[Toybox] memcpy overlap in ps

Wed Oct 5 03:15:57 PDT 2016

On 10/03/2016 07:22 PM, enh wrote:
> from the AOSP gerrit (fixing internal bug 30074257). i've been meaning
> to look at this more closely for a couple of months, but haven't found
> the time. i too wasn't sure whether switching to memmove was actually
> the fix or just papering over a real problem...

Since it took me a little to work through it too, and you're "not sure",
here's a refresher on the logic. (Feel free to skip down to the =======
where I start talking about the code directly setting up the memcpy this
patch would change.)

The code this patch touches (line numbers are circa commit 703c49e0cb97)
initializes the miscellaneous string slots, which store data we didn't
get out of /proc/$PID/stat but came from somewhere else under /proc/$PID.

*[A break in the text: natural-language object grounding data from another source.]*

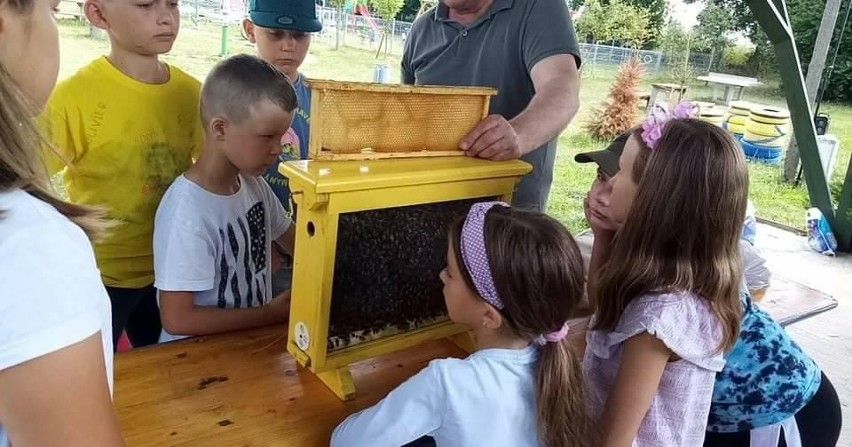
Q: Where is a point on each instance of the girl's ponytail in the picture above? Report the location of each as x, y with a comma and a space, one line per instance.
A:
560, 400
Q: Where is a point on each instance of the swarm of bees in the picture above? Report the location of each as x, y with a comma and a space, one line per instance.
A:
386, 271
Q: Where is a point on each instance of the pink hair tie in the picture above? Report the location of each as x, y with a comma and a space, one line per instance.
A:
554, 337
652, 127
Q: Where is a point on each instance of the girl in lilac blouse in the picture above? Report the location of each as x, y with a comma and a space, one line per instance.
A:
666, 286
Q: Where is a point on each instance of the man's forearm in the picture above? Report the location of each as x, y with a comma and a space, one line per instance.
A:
548, 114
554, 105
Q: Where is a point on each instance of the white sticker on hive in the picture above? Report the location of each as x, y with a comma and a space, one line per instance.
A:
303, 340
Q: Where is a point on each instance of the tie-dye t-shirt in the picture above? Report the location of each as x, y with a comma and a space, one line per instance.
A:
294, 144
767, 377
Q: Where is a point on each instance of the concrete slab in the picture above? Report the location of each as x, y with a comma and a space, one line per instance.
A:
827, 337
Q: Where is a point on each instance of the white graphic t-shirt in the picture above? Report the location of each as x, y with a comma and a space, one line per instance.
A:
217, 246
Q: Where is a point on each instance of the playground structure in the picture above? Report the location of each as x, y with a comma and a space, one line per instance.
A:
773, 17
425, 5
355, 8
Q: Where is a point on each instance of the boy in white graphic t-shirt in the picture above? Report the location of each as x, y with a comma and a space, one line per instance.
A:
216, 224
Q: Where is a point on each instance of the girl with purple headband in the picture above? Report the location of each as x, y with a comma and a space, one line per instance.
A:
515, 278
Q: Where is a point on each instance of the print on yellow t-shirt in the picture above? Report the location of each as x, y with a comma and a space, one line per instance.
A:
119, 144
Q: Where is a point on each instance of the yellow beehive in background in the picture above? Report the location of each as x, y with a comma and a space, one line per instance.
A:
373, 209
767, 127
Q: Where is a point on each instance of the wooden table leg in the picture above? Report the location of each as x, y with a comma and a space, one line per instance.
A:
729, 94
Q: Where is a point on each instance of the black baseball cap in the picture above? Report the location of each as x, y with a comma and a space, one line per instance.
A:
297, 15
606, 159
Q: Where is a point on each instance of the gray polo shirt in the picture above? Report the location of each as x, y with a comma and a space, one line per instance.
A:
499, 50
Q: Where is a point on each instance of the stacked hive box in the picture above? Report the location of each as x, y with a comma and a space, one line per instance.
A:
374, 206
766, 133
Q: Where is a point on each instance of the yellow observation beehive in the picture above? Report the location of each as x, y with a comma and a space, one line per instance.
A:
371, 240
361, 121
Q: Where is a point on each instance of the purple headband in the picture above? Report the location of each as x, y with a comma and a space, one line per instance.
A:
474, 255
652, 127
475, 259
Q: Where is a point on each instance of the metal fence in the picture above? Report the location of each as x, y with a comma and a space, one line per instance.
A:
655, 62
366, 32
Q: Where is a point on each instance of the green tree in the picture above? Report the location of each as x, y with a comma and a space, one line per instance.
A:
714, 25
629, 24
387, 10
615, 21
805, 16
656, 12
340, 26
594, 22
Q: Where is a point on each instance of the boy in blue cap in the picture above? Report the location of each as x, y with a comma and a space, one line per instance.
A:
281, 30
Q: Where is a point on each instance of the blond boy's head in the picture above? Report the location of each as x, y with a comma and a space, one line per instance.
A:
247, 106
143, 27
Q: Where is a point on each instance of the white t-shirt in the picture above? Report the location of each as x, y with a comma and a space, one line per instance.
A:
51, 294
487, 399
218, 247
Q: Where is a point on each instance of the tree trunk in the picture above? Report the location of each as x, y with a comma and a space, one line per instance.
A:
340, 22
812, 80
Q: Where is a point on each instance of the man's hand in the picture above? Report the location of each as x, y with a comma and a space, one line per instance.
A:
493, 138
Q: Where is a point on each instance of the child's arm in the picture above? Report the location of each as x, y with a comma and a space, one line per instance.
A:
56, 123
411, 411
643, 361
180, 315
60, 398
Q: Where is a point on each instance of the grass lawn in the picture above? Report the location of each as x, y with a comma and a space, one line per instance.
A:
197, 50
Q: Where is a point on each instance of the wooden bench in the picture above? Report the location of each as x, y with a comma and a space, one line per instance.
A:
668, 89
734, 85
71, 8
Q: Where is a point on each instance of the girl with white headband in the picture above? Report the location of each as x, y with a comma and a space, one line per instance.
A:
515, 278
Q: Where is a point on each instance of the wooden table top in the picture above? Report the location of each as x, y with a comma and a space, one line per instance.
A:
244, 389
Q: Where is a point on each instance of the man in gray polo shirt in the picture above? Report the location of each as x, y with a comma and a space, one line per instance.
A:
528, 51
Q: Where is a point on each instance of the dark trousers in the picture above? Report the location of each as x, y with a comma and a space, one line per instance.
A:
135, 311
819, 423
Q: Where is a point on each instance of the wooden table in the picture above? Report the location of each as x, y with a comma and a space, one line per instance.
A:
243, 389
734, 85
668, 90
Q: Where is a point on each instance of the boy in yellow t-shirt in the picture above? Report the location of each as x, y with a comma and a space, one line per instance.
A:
123, 128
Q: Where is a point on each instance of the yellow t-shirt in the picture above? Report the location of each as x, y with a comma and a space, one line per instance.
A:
121, 144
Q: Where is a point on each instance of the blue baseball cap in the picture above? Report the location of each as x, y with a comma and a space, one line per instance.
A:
298, 15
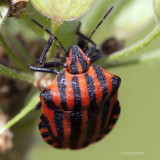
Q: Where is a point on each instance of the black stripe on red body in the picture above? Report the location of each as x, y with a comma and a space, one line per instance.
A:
94, 120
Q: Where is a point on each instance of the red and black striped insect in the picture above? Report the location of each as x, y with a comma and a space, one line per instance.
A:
80, 106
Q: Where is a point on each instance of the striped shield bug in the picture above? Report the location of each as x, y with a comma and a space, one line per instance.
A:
80, 106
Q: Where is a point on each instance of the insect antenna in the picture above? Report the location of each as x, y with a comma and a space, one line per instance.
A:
37, 23
106, 14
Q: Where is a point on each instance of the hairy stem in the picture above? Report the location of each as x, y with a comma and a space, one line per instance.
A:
12, 55
55, 30
16, 75
29, 107
155, 55
139, 45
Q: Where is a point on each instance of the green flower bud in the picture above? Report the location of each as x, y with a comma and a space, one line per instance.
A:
4, 8
62, 10
156, 6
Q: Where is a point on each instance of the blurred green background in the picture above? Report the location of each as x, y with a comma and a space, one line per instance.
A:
136, 134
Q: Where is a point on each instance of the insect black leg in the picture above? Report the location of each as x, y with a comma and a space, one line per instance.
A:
97, 56
38, 105
11, 3
50, 33
41, 69
83, 36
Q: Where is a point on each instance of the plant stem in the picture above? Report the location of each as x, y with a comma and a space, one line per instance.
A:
12, 74
12, 55
139, 45
140, 59
29, 107
55, 30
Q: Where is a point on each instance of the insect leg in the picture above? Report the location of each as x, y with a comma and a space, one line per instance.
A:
97, 56
41, 69
11, 3
50, 33
83, 36
38, 105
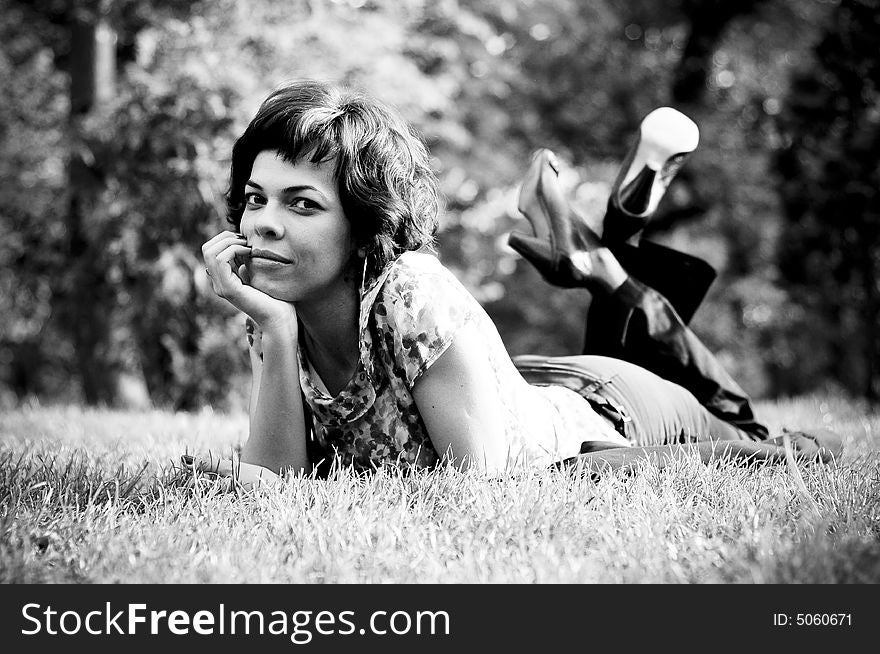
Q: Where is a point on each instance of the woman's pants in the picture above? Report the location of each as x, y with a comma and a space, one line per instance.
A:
643, 367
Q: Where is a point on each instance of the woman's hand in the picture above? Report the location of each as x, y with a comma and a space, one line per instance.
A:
249, 475
225, 258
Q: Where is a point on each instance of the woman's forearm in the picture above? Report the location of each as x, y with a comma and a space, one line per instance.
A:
277, 425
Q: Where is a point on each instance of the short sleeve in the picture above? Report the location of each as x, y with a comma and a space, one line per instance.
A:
421, 308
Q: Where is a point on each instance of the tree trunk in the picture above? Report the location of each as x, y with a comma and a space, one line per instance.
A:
87, 296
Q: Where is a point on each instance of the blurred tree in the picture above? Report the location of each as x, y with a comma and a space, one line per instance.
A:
829, 252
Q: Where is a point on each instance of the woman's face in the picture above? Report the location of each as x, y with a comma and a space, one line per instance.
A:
300, 238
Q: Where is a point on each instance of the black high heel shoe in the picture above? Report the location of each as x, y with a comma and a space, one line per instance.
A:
562, 242
666, 138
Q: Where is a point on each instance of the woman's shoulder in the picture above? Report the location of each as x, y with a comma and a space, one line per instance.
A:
417, 290
420, 273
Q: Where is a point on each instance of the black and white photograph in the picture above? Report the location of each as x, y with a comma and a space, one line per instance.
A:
450, 294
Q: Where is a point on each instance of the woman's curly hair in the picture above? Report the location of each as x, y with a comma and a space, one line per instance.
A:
388, 190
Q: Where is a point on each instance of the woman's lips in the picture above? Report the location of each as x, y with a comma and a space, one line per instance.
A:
268, 255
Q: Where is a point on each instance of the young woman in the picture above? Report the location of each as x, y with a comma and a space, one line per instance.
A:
367, 352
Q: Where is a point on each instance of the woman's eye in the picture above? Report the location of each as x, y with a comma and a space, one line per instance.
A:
254, 200
304, 204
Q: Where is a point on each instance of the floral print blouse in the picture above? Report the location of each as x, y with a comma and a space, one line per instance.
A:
409, 316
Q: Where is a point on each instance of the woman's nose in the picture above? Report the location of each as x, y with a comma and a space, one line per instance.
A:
267, 222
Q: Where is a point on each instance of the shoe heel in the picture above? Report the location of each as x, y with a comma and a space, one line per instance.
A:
666, 138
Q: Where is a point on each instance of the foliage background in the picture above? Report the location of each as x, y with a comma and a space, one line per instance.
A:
117, 120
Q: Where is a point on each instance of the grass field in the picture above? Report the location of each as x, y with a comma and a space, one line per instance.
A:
92, 496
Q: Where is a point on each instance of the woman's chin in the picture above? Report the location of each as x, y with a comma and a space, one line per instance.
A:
272, 288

This code lives in the function get_ps(). The miscellanous string
processing depends on an array of structures called fetch[] at the start
of get_ps() (line 601) listing various files under the current
/proc/$PID, each with a set of field bits that tell us when we need this
data (so we don't open and read from files our -o BLAH,BLAH,BLAH list
isn't displaying). Down around line 728 we iterate through the fetch[]
array, opening and reading each file and doing the additional processing
it requires. Each of these files produces variable length string data,
which we append to tb->str and store an array of tb->offset[] values to
where each one starts. (Well, after the first; the first is at offset
zero so we don't need to store it.)

All this code lives in function get_ps(), which reads all the /proc data
for a given process into "toybuf" in one gulp, and then at the end of
the function (line 850) either displays it immediately (if we haven't
got -k) or copies into into a malloced buffer attached tree we later
turn into an array and sort before displaying it. Either way, we filter
out the nodes we don't want (line 693) and return about halfway through
get_ps() if it's not a process we eventually want to display.
This means that all the data we read about each process, including the
miscelaneous string slots, has to collectively fit in 4096 bytes.

The variable name "tb" is short for "toybuf" bcause it's the structure I
was was overlaying on toybuf to store the data in, and at the top of the
function (line 610) it's pointed to toybuf (and on line 621 toybuf is
memset back to all zeroes), so that's what all its fields are scribbling
over as we read in data: "struct carveup *tb" is how we carve up toybuf
into individual fields.

Before we read the miscelaneous string data, lines 621 through 726 read
a bunch of other stuff into toybuf first (starting with all the numeric
data from the file "stat" going into the long long tb->slot[SLOT_count]
array, which is a TAGGED_ARRAY as described in the checkin comment of
commit f96bb3d8e7ec). Then we read other stuff out of the files
"status", "io", "statm", "exe", and android's get_sched_policy().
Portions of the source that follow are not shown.